'Given everything I suppose we are in relatively good shape.' GOLDING said this afternoon.
'Alex is currently asleep with some painkillers for his hand which is quite bad and I am currently tinkering around the boat doing jobs as it is too windy at the moment to put up the mainsail,' he reported this afternoon. 'Last night we had driving sleet and there was an inch of sleet on deck and we also had big 30-35 knot squalls. Today it is slightly clearer but the sea state is much worse because of the weather last night.

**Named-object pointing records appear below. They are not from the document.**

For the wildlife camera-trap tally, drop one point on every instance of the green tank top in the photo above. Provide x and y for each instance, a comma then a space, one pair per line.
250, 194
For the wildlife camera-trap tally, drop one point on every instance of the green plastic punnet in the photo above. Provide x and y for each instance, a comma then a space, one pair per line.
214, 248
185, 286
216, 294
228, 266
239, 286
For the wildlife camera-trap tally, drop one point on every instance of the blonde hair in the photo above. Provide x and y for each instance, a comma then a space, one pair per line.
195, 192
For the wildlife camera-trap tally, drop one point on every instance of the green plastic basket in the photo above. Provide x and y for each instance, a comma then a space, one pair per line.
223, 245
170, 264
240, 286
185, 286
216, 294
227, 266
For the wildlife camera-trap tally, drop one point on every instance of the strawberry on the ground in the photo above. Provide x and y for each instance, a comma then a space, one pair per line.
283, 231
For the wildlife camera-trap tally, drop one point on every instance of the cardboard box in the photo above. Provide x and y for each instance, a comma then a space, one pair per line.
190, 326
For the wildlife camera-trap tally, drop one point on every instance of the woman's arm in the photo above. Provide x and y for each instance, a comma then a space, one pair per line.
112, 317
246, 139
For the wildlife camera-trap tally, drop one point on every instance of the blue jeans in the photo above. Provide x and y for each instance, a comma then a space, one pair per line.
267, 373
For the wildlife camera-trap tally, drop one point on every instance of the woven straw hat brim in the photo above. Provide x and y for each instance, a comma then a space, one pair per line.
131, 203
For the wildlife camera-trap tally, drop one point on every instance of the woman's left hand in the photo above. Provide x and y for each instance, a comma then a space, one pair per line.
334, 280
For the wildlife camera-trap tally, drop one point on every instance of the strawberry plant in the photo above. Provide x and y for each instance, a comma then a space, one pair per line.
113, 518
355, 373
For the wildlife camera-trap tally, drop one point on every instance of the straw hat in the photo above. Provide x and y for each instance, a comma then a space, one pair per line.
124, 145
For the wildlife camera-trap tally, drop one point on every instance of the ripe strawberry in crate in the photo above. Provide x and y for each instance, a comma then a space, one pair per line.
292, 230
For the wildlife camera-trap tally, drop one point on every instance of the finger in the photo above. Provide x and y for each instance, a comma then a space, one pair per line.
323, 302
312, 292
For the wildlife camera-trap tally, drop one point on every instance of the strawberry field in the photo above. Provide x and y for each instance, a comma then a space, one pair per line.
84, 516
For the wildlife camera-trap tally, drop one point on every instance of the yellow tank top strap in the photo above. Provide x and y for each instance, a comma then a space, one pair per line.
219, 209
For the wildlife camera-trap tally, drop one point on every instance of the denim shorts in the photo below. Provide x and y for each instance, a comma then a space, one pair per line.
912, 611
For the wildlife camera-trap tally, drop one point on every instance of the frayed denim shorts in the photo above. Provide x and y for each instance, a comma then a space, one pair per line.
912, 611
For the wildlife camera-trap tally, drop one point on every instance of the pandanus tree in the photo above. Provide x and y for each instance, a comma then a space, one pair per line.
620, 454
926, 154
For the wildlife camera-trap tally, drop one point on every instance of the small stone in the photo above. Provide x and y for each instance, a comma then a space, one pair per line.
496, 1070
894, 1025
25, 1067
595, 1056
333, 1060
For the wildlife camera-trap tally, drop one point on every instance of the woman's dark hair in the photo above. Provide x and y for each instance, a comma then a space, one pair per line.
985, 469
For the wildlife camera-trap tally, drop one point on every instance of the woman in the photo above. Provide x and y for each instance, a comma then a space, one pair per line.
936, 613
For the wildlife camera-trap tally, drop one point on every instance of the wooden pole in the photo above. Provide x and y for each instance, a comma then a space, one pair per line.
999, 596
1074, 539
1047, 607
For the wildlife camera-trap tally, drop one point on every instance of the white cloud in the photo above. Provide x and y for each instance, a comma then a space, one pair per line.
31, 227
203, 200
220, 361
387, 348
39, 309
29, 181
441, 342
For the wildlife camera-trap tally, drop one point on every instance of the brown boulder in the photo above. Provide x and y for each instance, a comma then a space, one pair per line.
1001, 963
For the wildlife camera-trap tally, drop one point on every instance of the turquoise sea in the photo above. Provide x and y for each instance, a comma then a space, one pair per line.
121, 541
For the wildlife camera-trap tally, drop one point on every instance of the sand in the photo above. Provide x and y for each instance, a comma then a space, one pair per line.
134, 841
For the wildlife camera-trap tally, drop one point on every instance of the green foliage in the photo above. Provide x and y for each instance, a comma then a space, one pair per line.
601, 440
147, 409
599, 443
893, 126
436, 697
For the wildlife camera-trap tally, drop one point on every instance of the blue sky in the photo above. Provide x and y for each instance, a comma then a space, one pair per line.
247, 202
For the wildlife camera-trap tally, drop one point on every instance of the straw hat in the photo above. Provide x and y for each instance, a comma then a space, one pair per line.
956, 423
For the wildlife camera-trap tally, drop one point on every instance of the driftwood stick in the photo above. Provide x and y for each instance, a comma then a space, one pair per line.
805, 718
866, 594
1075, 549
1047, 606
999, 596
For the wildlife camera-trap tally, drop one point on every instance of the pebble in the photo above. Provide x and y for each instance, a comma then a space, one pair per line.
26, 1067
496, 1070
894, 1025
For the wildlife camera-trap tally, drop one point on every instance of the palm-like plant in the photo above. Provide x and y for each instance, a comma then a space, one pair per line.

'We have managed to get everything down from the mast and it is now in three bits, two on the deck and about 40ft still sticking up! We probably lost about 20 foot but we are able to fly a full staysail and will be able to fly a spinnaker staysail when the wind gets a bit lighter. Once we get the main back up we should be able to do about 10-12 knots.'
'Cape Town seems to be the most logical place to head for and I reckon we should be able to make it by the end of next week. We are going to try and organise a rendezvous for the last bit.'
GOLDING is still trying to solve the problem with his engine. He had been struggling with an acute but intermittent problem prior to receiving the call to rescue his fellow competitor, THOMSON. 'I am making the MacGyver fix a bit better and thankfully the heater is now working as it is bitterly cold,' he reported.
By the late afternoon, finally the mainsail was set. GOLDING and THOMSON are seeing Ecover start to show what she is capable under triple reefed mainsail and staysail under the truncated, shortened rig.
It has been a long and, at times, difficult task to recover the two pieces which had broken off the carbon mast, cutting and unattaching some of the standing rigging, and lowering it to the deck.
'Well we are finally sailing again,' confirmed GOLDING this afternoon, 'We are on the move. It turned out to be a long job because the rig broke and did not break away and so everything was still attached, and it was a long way up in the air, the broken bits were a long way up in the air, and so a lot of it was working aloft, and then it all had to be lowered down so that and it is all lashed down, so we did not make a hole in the deck or anything stupid to add to our problems.
'It is all down, the rig is lashed down, and we have basically just got sailing. We are going upwind now about 8.5- 9 knots. We are just slowly building it up to see what it can take. I think the rig is alright. We have about 25 knots of wind so it is probably quite efficient. Remember we have not much windage aloft. So it could be quite efficient.
'So we are off, and sailing northwest now. We have only just finished, and haven't even had a cup of tea yet.'
The first leg of the VELUX 5 OCEANS started on 22 October from Bilbao, Spain. Six international skippers crossed the start line in the Bay of Biscay bound for Fremantle, Western Australia. The leg is expected to take approximately six weeks with the first boat arriving in Australia around the first week in December.
The VELUX 5 OCEANS is the longest race for any individual in any sport. Over the first few days, the fleet will make their way along the northern coast of Spain to Cape Finistère where they will turn south towards the Southern Ocean. However, all of the skippers know that this race is a marathon and not a sprint. During the 30,000 miles sailed in the VELUX 5 OCEANS race, the yachts will encounter some of the most extreme sea and weather conditions on the planet.